State of the industry
Outside of the insurance players, the insurtech space is seeing a lot of interest from companies looking to offer smart home-based tech or customer experience systems to insurers for implementation into their broader programs. Lots of insurance companies are seeing the opportunity start at the product level and providing the products for installation as part of a greater partnership with IoT manufacturers.
Startup SmartInsure offers a full turnkey system for smart home and insurance by supplying smart products like smart water management and security, then installing or reviewing an existing smart home setup, and also providing a home insurance package with an affordable monthly premium. All of this is designed to offer a one-stop shop for homeowners who want high-quality, lower-cost insurance that also comes fully baked with the latest technology and backed by customer-centric service.

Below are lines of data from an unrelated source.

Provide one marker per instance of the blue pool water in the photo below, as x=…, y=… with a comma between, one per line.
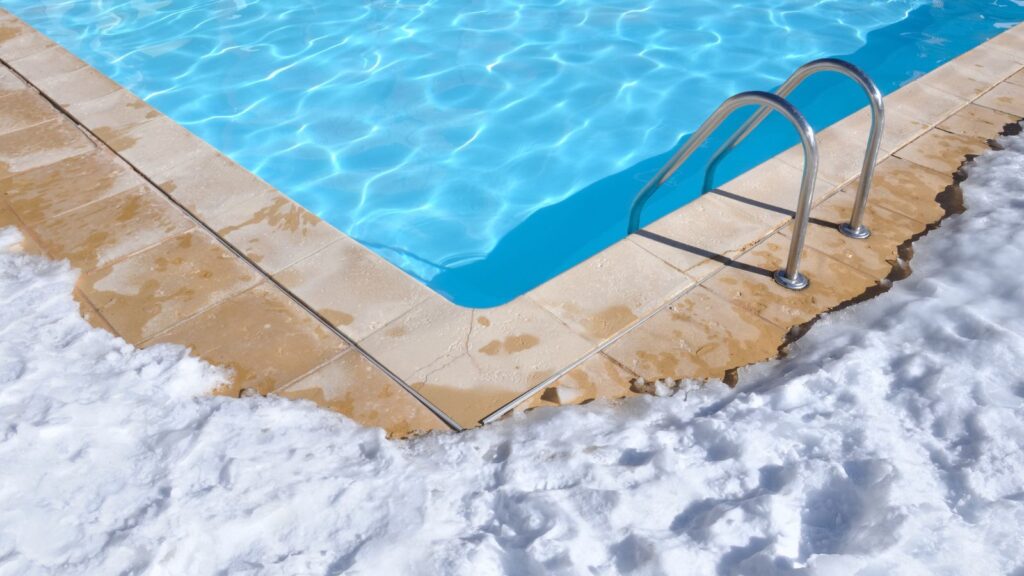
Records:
x=485, y=146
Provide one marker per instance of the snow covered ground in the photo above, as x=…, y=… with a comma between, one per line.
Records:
x=890, y=442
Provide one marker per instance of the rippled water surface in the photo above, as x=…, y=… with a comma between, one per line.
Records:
x=484, y=146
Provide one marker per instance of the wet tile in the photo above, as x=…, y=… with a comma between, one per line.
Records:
x=353, y=386
x=24, y=109
x=699, y=336
x=901, y=130
x=924, y=104
x=113, y=228
x=41, y=145
x=704, y=235
x=7, y=217
x=77, y=87
x=18, y=40
x=50, y=191
x=1011, y=41
x=354, y=289
x=988, y=64
x=977, y=121
x=9, y=83
x=907, y=189
x=46, y=64
x=168, y=283
x=209, y=184
x=158, y=146
x=1005, y=97
x=749, y=284
x=261, y=335
x=91, y=315
x=972, y=75
x=875, y=255
x=610, y=291
x=272, y=231
x=942, y=151
x=112, y=116
x=470, y=362
x=597, y=377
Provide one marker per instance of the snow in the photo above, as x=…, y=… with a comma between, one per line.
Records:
x=890, y=441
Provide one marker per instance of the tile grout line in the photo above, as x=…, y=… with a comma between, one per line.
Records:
x=302, y=304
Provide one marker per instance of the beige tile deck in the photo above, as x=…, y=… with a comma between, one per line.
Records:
x=470, y=362
x=342, y=278
x=941, y=151
x=622, y=285
x=52, y=190
x=262, y=336
x=598, y=377
x=353, y=386
x=698, y=238
x=977, y=121
x=41, y=145
x=1005, y=97
x=873, y=256
x=111, y=229
x=160, y=287
x=10, y=83
x=749, y=284
x=18, y=39
x=274, y=232
x=907, y=189
x=165, y=284
x=699, y=336
x=42, y=66
x=22, y=110
x=82, y=85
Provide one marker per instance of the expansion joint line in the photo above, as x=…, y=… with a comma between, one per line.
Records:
x=260, y=272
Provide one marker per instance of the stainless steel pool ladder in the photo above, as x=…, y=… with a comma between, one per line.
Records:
x=791, y=276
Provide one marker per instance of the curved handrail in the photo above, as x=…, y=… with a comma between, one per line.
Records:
x=790, y=277
x=855, y=228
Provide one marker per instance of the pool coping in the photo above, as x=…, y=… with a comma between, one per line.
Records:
x=472, y=365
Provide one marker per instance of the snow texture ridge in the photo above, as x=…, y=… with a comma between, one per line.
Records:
x=890, y=442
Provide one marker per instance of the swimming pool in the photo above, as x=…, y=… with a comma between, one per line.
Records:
x=486, y=146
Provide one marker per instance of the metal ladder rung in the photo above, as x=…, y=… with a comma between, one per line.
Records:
x=790, y=277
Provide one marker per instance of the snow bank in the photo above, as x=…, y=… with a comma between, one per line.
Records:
x=891, y=442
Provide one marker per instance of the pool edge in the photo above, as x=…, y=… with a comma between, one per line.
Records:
x=578, y=325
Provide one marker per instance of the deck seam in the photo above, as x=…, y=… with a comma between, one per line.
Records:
x=441, y=415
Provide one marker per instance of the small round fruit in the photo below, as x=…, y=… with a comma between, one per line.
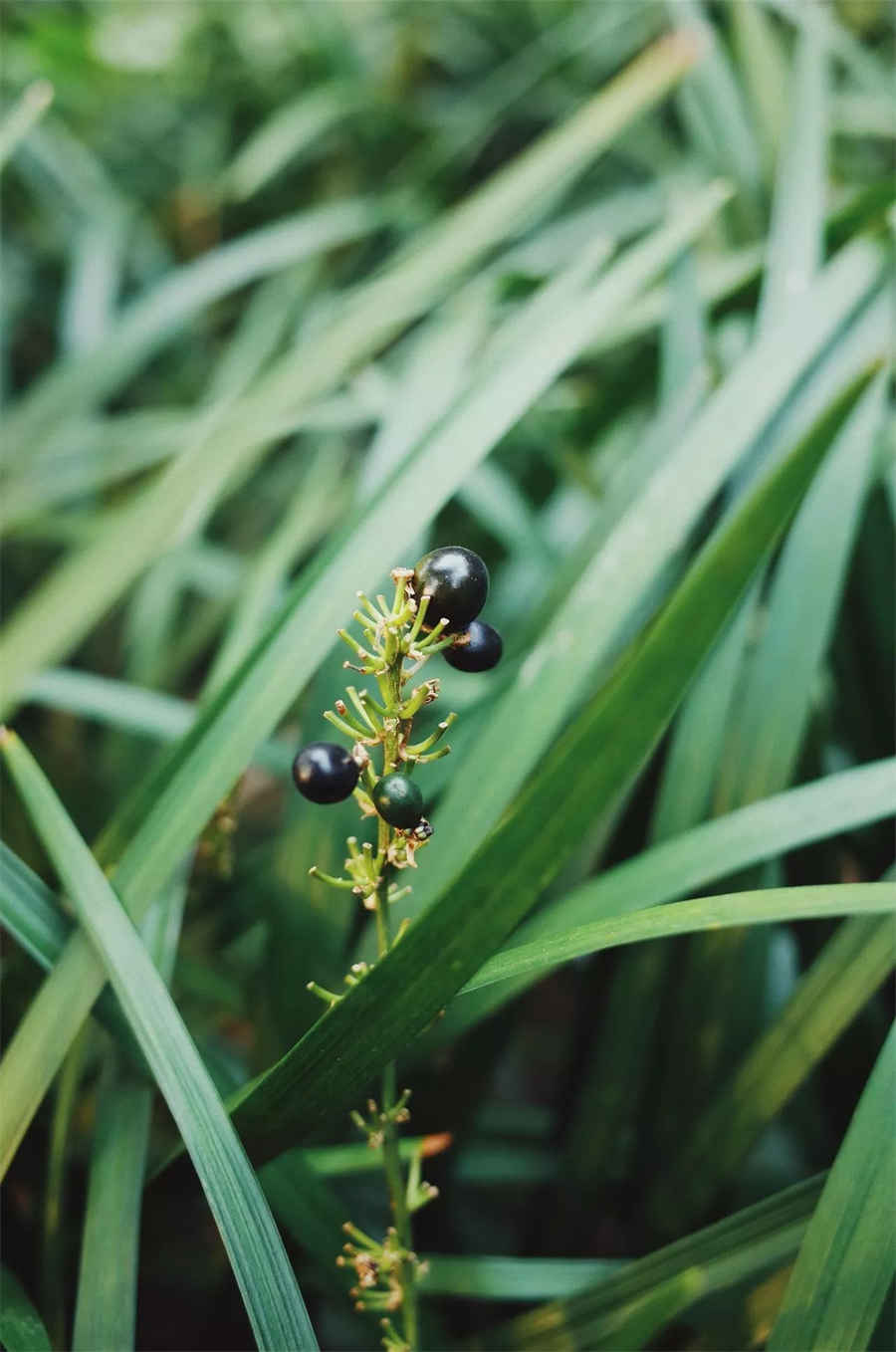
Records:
x=480, y=653
x=397, y=800
x=457, y=582
x=325, y=773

It’s not just the insurance companies that are enticed by smart home — consumers also see the value in adding smart devices in hopes of protecting their home and saving money. A 2017 report from Parks Associates found that “nearly 40% of broadband households in the United States with an insurance policy would switch providers in order to obtain smart home products as part of a new insurance service.”
The growing interest in insurance for the smart home space is evident beyond just individual company initiatives and increasing consumer interest. The number of industry events and discussions around insurtech and smart home’s play in the insurance space are growing fast as insurance and tech leaders alike turn their eye to the vast opportunities there.
The opportunity — what’s next?
What’s next for the marriage of smart home and insurance? The industry needs to think deeper about engaging with consumer-facing technology and how home tech can be used not only in mitigation, but also in remediation, claims and beyond. Collectively, insurers and tech brands need to contemplate what type of standards or regulations may need to be in place to help insurance underwriters see a true benefit and understand the types of risk/reward scenarios they are evaluating depending on number of devices, what each device does, if they were installed professionally or DIY, and more.
The bottom line is this: Smart home makes sense for both the insurers and insured. Its impact, however, on overall smart home adoption rates and what it will mean for both the insurance and smart home/IoT industries is still being mapped. Where smart home is still relatively new in the eyes of older insurance providers, the two groups must find grounds to work together and continue to educate each other and the market to fully realize the opportunity that lies ahead.